By Stoyan Nenov and Thomas Escritt

SIRAKOVO, Bulgaria (Reuters) - As retirement neared a decade ago, German butcher Waldemar Hackstaetter took stock of his finances and concluded he and wife Hildegard couldn't afford to remain in their home country.

So they moved to rural Bulgaria, where they knew their combined income of 1,200 euros (£1,026) would buy a lot more.

"The month stretched further than our pension did (in Germany) and we didn't want to become a burden to our children," 78-year-old Waldemar said.

If the Hackstaetters were pioneer emigrants, they are now part of what is slowly becoming a diaspora.

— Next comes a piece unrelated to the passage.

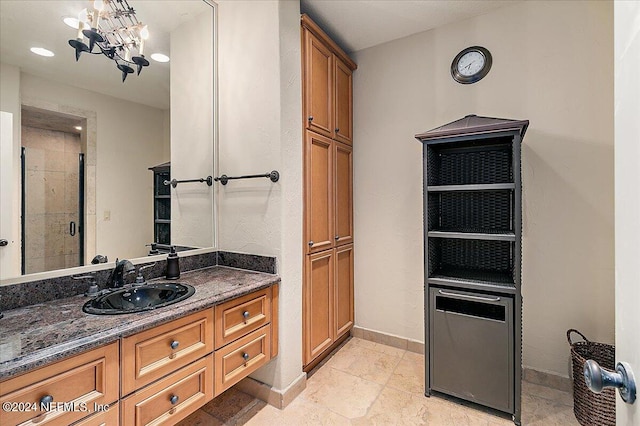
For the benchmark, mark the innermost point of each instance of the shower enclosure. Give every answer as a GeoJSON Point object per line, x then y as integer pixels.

Since they left, Germany's economy has prospered, drawing a steady flow of immigrants that peaked with over a million who crossed its borders at the invitation of Chancellor Angela Merkel during the refugee crisis of 2015.

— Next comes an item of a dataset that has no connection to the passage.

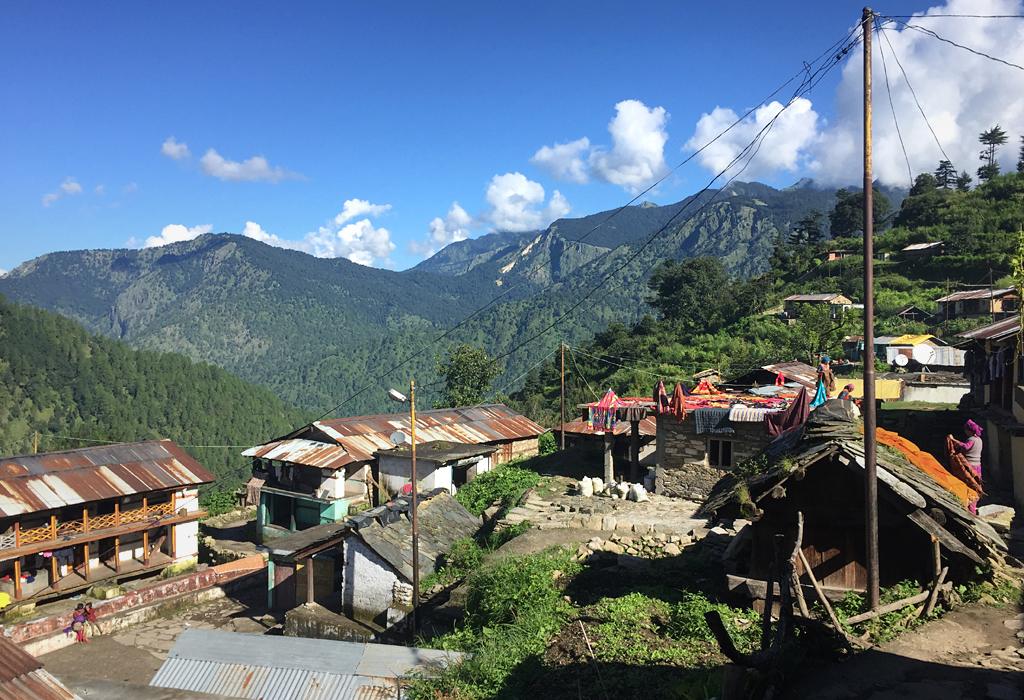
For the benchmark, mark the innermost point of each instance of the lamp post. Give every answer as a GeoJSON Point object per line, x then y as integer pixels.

Over the same ten years, numbers of German retirees persuaded by poverty to move the other way have risen as much as eightfold.

While modest in absolute terms, the trend is clear. In 2002, 107 Germans were getting their state pensions wired to Bulgaria. By 2018 it was 652. The equivalent increase in Thailand was from 671 to 5,415.

Many, like the Hackstaetters, will have emigrated for economic reasons, and growing numbers of pensioners in Germany are now living below the poverty line.

That loss of purchasing power has been a factor in the flood of elderly citizens - a traditionally loyal conservative voter base - who have ditched Merkel's mainstream alliance for more radical parties, weakening her position as head of government.

Others in that category interviewed by Reuters https://www.reuters.com/article/us-germany-politics-bavaria/between-berlin-and-bavaria-merkels-uneasy-allies-idUSKBN1CB1S5 cited the perception that asylum seekers were getting more financial support than pensioners.

In the 2017 national election, one in ten voters in the 60-69 age group deserted the chancellor's CDU/CSU conservative alliance and one in 12 switched to the far-right AfD.

A row over state pensions has come close to dismantling Merkel's coalition with the centre-left Social Democrats. In November they agreed to create a "basic pension" for people who have been employed all their working lives.

But that truce appears fragile, and the debate over pensions is expected to be a pivotal factor in the next national election earmarked for 2021.

While German pensions have outstripped inflation over the past decade, inequalities have also grown. The proportion of pensioners living in poverty rose to 19% last year from 16% in 2017, federal data shows.

"HOME IS WHERE I CAN AFFORD"

"For me, home is where I can afford to live, and I can't live in Germany," said Waldemar.

Sirakovo, the village where he and Hildegard settled, has drawn other elderly Germans while many of its younger Bulgarian residents have left to work abroad.

So Germany's economically driven pensioner exodus mirrors, albeit on a far smaller scale, the flows of young migrants from poor to richer countries, with both groups often facing uncertain futures.

Joerg Dunsbach, a German Catholic priest who ministers to compatriots in Thailand, speaks sadly of those who die unmourned after emigrating on retirement and losing contact with their families.

"Every year, 40 to 60 German, Swiss or Austrian citizens die here alone, almost all of them pensioners," he said.

But in Sirakovo, the good life goes on.

The Hackstaetters' German neighbour, Brigitte Haager-Horn, has come round for drinks.

"I find it ...a terrible sign of impoverishment that so many pensioners can't manage in Germany," she said.

"But I'm very grateful to be here. This year I've managed to make my first batch of homemade wine, and my first rakija (brandy)," she said. "Cheers!"